Nowadays it is perfectly possible to build an audio system with no bass cut-off, response to DC. The immediate problem is that 1st-stage DC errors tend to be not-small compared to signal levels. e-Guitar delivers 200mV audio but a TL072 can have 5mV DC error. Amplify this to 20V at the speaker, that's a half-Volt of DC at the speaker. Won't kill it, but uses-up a good part of the available cone motion, adds heat to power-amp and voicecoil. And is useless: speakers can't deliver "DC pressure" (unless in a sealed room), and no music uses DC pressure changes (equivalent to barometric changes).

And some sources have strong subsonics. Studios with air blowers may be well-muffled above 50Hz, but fan rumble rises at lower frequency, good bass filters are HUGE, it is not unusual to have 90dB SPL below 20hz. Record-players (still around!) tend to have a 1.8Hz thump plus various bearing grumbles. All amplifiers have 1/f noise, apparently rising to infinity at zero frequency. I have seen 1/f noise saturate a phono system (cause power-amp DC protection relay to cut-out).

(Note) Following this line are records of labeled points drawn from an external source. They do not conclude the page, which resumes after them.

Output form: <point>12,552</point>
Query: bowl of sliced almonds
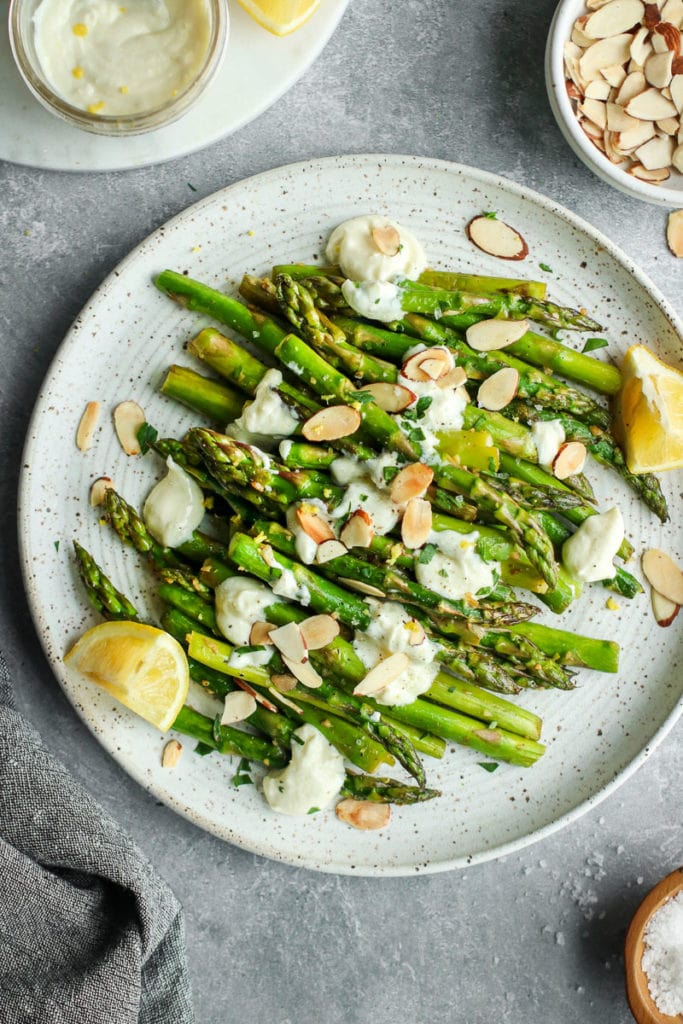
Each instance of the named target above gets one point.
<point>614,79</point>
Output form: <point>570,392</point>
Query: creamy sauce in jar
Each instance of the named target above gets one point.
<point>119,57</point>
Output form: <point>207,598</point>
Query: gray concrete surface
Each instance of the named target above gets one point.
<point>537,936</point>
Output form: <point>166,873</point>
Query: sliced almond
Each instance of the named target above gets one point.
<point>390,397</point>
<point>332,423</point>
<point>417,523</point>
<point>87,426</point>
<point>313,524</point>
<point>657,69</point>
<point>304,672</point>
<point>497,238</point>
<point>664,574</point>
<point>171,754</point>
<point>615,49</point>
<point>665,610</point>
<point>128,418</point>
<point>620,15</point>
<point>290,642</point>
<point>358,529</point>
<point>650,105</point>
<point>656,154</point>
<point>429,364</point>
<point>364,814</point>
<point>499,389</point>
<point>492,334</point>
<point>387,240</point>
<point>360,587</point>
<point>675,231</point>
<point>411,481</point>
<point>384,673</point>
<point>99,488</point>
<point>318,631</point>
<point>239,706</point>
<point>570,459</point>
<point>259,635</point>
<point>330,550</point>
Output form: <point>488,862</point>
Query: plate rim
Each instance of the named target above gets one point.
<point>38,617</point>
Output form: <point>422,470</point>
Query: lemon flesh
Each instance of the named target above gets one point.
<point>649,413</point>
<point>142,667</point>
<point>280,16</point>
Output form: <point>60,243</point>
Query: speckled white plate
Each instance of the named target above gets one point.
<point>119,348</point>
<point>258,69</point>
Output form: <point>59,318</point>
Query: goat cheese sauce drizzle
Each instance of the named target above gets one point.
<point>120,58</point>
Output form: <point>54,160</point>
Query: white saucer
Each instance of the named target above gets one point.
<point>257,70</point>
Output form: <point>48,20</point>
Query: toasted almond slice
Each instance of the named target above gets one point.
<point>259,635</point>
<point>358,529</point>
<point>598,89</point>
<point>290,642</point>
<point>620,15</point>
<point>87,426</point>
<point>98,489</point>
<point>390,397</point>
<point>670,34</point>
<point>239,706</point>
<point>615,49</point>
<point>329,550</point>
<point>614,75</point>
<point>570,459</point>
<point>499,389</point>
<point>313,524</point>
<point>387,240</point>
<point>283,682</point>
<point>650,105</point>
<point>492,334</point>
<point>304,672</point>
<point>364,814</point>
<point>360,587</point>
<point>654,177</point>
<point>171,754</point>
<point>675,231</point>
<point>318,631</point>
<point>665,610</point>
<point>438,359</point>
<point>497,238</point>
<point>657,69</point>
<point>332,423</point>
<point>664,574</point>
<point>417,523</point>
<point>656,154</point>
<point>128,418</point>
<point>411,481</point>
<point>454,378</point>
<point>385,672</point>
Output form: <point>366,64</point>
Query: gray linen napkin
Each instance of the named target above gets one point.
<point>88,932</point>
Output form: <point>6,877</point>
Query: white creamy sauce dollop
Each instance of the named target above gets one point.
<point>174,507</point>
<point>266,419</point>
<point>311,779</point>
<point>456,569</point>
<point>390,632</point>
<point>118,58</point>
<point>241,601</point>
<point>352,247</point>
<point>588,554</point>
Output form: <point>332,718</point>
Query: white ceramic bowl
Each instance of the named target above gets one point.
<point>668,194</point>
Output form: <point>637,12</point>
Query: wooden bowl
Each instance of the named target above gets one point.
<point>642,1006</point>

Practical speakers are flat to 100Hz-50Hz. You can't hardly hear a 1dB droop. So it is reasonable to design a Reproduction System for less than 1dB at 50Hz, or (for a single pole) -3dB at 25Hz.

That's a "DC" system with ONE pole bass cut. Typical systems are many stages with coupling caps at every stage. Easily six or ten 1-pole filters in cascade. If each is -1dB at 50Hz, you wind up at -10dB 50Hz which IS a big drop. In simple systems, you pick one or two bass-cuts near the bottom of your audio band, and set the others a few octaves or more below that.

> filters and frequencies that can cause problems.

Everything filters. Both guitar pickups and loudspeakers use overlapping high and low pass effects to get some semblance of "flat". Not quite flat, we may filter-away some error. And dead-flat is not the goal in music Creation-- we want final spectra which is "pleasing". Strings are heavy, string vibrations are mellow. We use small thin shells (violin, guitar) or velocity pickups (e-guitar) to bring up the overtones. Harmonics above the 7th or so are un-musical, we use bridges or speakers that cut-off extreme treble. (At 4KHz-8KHz, mechanical filters can give much sharper cutoffs than any few R-C networks; look at the high end of a guitar-speaker's response compared to a 3-pole Butterworth, or the many-RC filter on some speaker simulators.)